Given a context word, predict what a randomly chosen word (target word) is in a given window.
- Use the above supervised learning problem to build good word emeddings.
O_c -> E -> e_c -> Softmax -> y_hat
- This is the SkipGram model.
- The problem with using a softmax classifier like the one above is because of the sum over the entire vocabulary. This takes too long.
- A better way is using heirarchial classifiers.
- Instead of having one classifier for the entire vocabulary, use a binary tree structure where every node is a classifier.
- The top node would tell if the target word would belong to the first half of the vocabulary or the second half of the vocabulary.
- This would be in logarithmic time.
- We could even skew the tree to have more common words on top and less common words deeper in the tree. This would improve the speed even further.
- How do you sample context c?
- We can't randomly sample because there are some words that occur very frequently (the, to, of, a..etc). Randomly sampling would cause frequent updates to the embedding matrix for these words but not for the less common but more useful words like orange, apple or durin.
- We use other heuristics for sampling.
Given a pair of words, do the pair of words form a context-target pair? Orange and Juice would form a positive pair. Orange and King would be a negative pair.
Orange and Juice => 1 Orange and Book, King, The, Of => 0
- To generate this data set, pick a context word and a target word nearby in the same sentence, and give them a label 1. The pick K random words from the dictionary and label it 0.
- So, we ask the algorithm, did I get these pair of words by taking them from the same sentence or by taking a random word from the dictionary.
- K = 5 to 20 for small datasets. 2 to 5 for larger datasets. For every positive example, we have K negative examples.
- Use a simple logistic regression model to train it.
- We basically would have N binary classifiers, where N is the size of the vocabulary.
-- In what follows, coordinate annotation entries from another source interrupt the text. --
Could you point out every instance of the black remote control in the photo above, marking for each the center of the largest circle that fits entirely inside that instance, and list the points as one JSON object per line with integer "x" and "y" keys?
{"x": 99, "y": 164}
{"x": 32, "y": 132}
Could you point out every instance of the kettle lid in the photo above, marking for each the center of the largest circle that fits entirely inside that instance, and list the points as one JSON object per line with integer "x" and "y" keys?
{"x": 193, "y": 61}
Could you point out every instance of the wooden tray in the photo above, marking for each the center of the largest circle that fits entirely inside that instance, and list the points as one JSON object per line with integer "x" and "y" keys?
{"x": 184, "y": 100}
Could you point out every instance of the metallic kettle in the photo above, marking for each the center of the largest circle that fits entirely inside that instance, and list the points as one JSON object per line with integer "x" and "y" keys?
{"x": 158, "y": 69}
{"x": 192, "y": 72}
But instead of training all N of them at the same time, we train the actual target node and K random nodes.
- This is pretty cheap to compute.
- This is Negative Sampling. Because we choose K random negative words.
- Sample according to how often different words occurs. Which is trash.
- Samply uniformly randomly. Which has the same problem as before.
- Take somewhere in between. The 0.75 power heuristic.
Experimentally found. Don't ask questions. Just roll with it.
INDIVIDUAL ROWS OF THE EMBEDDING MATRIX CANNOT HAVE HUMAN MEANING ATTACHED TO THEM.